The question of tariff reform was then treated by W. E. Thoms of Yale. Our position on this question is best stated in the words of Grover Cleveland. "We enter on no crusade of free trade but to care for the interests of American laborers." The Mills bill was to prevent the draw on many millions. We maintain fifteen millions as the cost of the tin experiment and this retards us in many things. From the McKinley bill we have got increased taxation. We believe in free raw material, and do not think that our great industries will perish if we have less taxation on the necessaries of life. The Democracy stands for equality, progress and protection in its highest sense.

R. C. Surbridge of Harvard followed, speaking on the the tariff. Which shall a man choose - a tariff sufficient to pay our debts and support our government, or one of revenue only and raised without discrimination? We must judge the Democratic party, not by their promises, but by their purposes as defined in the Mills bill and their present attitude in Congress, After their opposition to the McKinley bill and declaring that they would work for tariff reform, they are trying to force a bill worse than their '88 bill, The Democratic party does not carry out the measures which it has thrust forward so eagerly.

The closing argument for Yale was made by W. P. Aiken, who spoke on other inducements.
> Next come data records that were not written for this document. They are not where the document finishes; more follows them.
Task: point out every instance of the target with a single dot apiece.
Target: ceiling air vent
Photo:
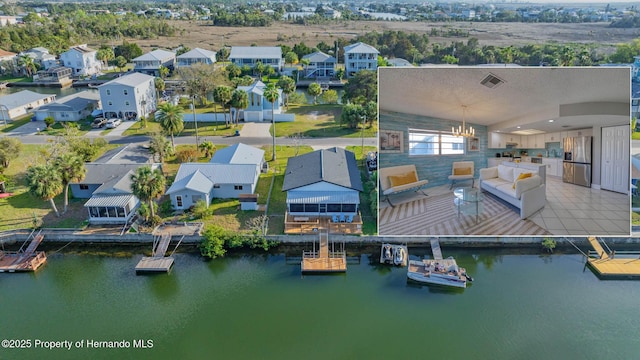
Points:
(491, 81)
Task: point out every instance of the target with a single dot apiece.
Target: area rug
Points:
(437, 215)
There is a distinct retrogogation in the Republican party, and the reason of that is the danger of prosperity. The Republican party has waxed strong on favoritism and has corrupted its leaders. The legislation of the last few Republican Congresses has gone beyond just bounds. It can be overcome only by strong opposition. The last Democratic administration did more to bind the party together than all those preceding. The great generals of the Republican party have passed any and the camp followers have come to the front.
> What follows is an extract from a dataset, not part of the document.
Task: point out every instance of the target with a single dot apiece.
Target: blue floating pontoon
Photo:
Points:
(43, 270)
A. P. Stone made the closing argument for Harvard. In considering the pension legislation, he argued that it was unjust for the United States to neglect the very men who had helped to unite them. With regard to Southern elections, the Republican party has appealed to more prejudices and championed no cause, butis it right that four million voters should not be allowed to vote for the men who represent them? The injustice exists and there must be some remedy. In connection with civil service reform, what has been the result while Cleveland was president? He had made more changes than was made in any other administration. There are corrupt men in the Republican party but they do not control it. The Democratic party has descrted the American system of protection, it opposes the fitting reward of the very men who made its existence possible, and allies itself to corruption. The Republican party has manfully met and mastered all problems of the last thirty years.